I’m currently sitting in the National Convention Centre in Canberra as I write this post. I’ve been fortunate enough to have been invited to present a session about active global citizenship education at the Australian College for Educational Leadership Conference. It’s the first time I’ve been to the ACEL Conference (at about $800 per delegate, it’s not cheap) and I’m glad I’ve come. Although I’ve only been here for one day, what has really impressed me is the practical nature of the conference – there is a real emphasis on research informing practice, and the sharing of good ideas from successful schools.
The quality of the speakers, too, has been very good. The conference was opened by Mr Cook, the Associate Secretary for the Department of Education, who spoke about the new government’s plans for education, including things like increased accountability and choice for principles, and the role of assessment and teacher quality. It all sounded very promising, but these things always do, don’t they? Reading between the lines, I think there are real things to be concerned about – especially the accountability section, and the way funding arrangements for school funding – the coalition is famous for underfunding public institutions.

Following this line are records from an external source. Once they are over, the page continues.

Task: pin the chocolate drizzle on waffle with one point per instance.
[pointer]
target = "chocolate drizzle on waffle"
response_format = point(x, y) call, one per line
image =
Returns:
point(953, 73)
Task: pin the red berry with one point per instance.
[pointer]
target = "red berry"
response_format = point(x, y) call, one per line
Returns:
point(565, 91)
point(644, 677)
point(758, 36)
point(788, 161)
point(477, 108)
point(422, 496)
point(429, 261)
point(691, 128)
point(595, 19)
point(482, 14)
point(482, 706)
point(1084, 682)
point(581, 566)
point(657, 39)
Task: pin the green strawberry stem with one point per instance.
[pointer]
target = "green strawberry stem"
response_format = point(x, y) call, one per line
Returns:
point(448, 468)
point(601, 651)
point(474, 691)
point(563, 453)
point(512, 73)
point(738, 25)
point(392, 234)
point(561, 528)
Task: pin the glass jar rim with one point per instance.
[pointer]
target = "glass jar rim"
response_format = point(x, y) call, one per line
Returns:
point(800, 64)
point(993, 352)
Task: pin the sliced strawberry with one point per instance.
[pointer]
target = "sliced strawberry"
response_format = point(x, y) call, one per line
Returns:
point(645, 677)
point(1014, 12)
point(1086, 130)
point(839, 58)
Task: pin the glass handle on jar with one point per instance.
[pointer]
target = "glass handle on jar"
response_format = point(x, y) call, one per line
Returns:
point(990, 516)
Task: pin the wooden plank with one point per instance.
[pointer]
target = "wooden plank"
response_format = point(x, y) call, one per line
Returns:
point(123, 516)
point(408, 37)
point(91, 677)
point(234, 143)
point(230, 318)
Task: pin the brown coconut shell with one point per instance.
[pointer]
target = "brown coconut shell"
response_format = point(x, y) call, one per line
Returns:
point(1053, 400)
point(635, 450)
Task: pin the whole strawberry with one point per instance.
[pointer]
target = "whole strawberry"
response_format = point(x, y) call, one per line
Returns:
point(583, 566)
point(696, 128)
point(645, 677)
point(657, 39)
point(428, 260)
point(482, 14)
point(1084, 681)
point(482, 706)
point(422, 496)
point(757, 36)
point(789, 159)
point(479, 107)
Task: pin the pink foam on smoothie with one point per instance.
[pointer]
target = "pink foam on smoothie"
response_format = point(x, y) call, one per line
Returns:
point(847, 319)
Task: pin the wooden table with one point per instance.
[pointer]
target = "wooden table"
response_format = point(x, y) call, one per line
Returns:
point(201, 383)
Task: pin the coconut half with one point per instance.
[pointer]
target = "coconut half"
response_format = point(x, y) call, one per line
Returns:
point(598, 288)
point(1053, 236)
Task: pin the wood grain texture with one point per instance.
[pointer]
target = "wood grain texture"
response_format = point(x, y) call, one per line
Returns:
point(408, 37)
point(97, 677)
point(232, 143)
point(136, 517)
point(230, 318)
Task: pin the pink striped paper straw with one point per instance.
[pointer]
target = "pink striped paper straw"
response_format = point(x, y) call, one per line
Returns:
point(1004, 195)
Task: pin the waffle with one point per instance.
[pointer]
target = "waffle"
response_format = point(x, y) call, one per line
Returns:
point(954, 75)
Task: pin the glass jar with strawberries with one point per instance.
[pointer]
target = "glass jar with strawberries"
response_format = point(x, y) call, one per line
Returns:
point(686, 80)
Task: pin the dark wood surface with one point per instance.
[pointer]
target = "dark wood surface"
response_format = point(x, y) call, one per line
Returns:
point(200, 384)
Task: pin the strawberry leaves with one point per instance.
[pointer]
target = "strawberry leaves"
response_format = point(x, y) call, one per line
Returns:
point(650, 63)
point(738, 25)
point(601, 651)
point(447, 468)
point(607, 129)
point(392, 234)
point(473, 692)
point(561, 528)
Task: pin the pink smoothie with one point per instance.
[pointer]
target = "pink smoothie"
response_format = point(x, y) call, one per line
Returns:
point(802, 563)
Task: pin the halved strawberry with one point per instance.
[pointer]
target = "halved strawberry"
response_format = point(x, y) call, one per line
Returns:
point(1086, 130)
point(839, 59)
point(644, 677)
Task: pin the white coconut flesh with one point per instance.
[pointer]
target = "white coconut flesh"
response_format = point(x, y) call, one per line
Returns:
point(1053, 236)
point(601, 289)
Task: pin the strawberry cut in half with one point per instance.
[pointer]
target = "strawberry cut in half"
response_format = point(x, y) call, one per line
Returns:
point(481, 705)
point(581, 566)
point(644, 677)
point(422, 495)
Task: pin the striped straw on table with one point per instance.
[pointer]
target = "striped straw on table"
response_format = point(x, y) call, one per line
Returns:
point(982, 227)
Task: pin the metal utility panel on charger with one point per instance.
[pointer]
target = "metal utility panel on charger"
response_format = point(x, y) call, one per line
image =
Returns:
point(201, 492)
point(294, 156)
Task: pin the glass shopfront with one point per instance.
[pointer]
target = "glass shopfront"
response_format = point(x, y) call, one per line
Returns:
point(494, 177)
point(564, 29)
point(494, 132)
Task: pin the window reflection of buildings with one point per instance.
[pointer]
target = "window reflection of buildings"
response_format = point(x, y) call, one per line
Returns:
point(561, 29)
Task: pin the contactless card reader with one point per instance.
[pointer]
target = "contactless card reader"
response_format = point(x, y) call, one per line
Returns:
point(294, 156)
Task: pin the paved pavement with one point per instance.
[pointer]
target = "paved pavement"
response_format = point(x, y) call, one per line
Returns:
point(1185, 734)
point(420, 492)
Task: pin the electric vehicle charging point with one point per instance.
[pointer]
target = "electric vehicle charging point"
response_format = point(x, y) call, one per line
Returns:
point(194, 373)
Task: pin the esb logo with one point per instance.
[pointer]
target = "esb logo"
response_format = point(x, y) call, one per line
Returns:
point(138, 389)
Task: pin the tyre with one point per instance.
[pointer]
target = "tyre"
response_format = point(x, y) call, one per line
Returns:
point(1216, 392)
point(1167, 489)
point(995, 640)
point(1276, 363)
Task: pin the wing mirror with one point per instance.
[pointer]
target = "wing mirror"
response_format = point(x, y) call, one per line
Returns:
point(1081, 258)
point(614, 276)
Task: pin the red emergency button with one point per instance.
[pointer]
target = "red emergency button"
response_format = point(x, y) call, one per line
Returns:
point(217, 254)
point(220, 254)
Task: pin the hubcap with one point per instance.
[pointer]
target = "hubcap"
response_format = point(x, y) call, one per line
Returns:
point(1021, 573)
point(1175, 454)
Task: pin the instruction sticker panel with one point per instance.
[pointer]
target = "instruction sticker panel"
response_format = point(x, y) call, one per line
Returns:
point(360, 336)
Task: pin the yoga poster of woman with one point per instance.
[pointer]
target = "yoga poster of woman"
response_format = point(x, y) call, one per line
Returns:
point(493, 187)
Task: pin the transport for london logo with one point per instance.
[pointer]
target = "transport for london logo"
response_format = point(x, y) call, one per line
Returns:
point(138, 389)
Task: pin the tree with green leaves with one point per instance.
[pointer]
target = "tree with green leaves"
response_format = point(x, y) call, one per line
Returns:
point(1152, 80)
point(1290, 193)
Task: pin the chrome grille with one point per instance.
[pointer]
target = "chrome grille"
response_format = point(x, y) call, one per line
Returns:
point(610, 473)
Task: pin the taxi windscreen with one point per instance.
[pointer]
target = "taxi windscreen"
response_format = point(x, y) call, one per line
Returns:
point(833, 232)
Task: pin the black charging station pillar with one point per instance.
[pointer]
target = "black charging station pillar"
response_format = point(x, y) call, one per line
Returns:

Following that, Dr Bob Brown, former leader of the Greens, spoke. He was witty, erudite and discursive. I thoroughly enjoyed it – and not surprisingly, his talk was heavily political, arguing that educated people simply shouldn’t have voted for the Abbott government. Regardless of the truth of that – and there was some concocted outrage on Twitter about the political nature of his talk – I found it refreshing that here was someone who was so willing to speak about what he or she believed – there was no moderation, and I respect the honesty. I agreed with a lot of what he said, too. Inspiring stuff.
Finally, the third keynote was by Professor Kirsti Lonka, from the University of Helsinki. She spoke – at length, and in detail – about the Finnish educational system and the Finnish teacher training system. It was informative, but once again, I was disappointed that no one wanted to talk about what I see as the biggest issue: the quality of people who are undertaking teacher training. It’s all well and good talking about professional autonomy and trust between teachers and communities and governments, but until the quality of teachers in Australia reaches the quality of teachers in Finland, I’m not sure we’ll see any improvement.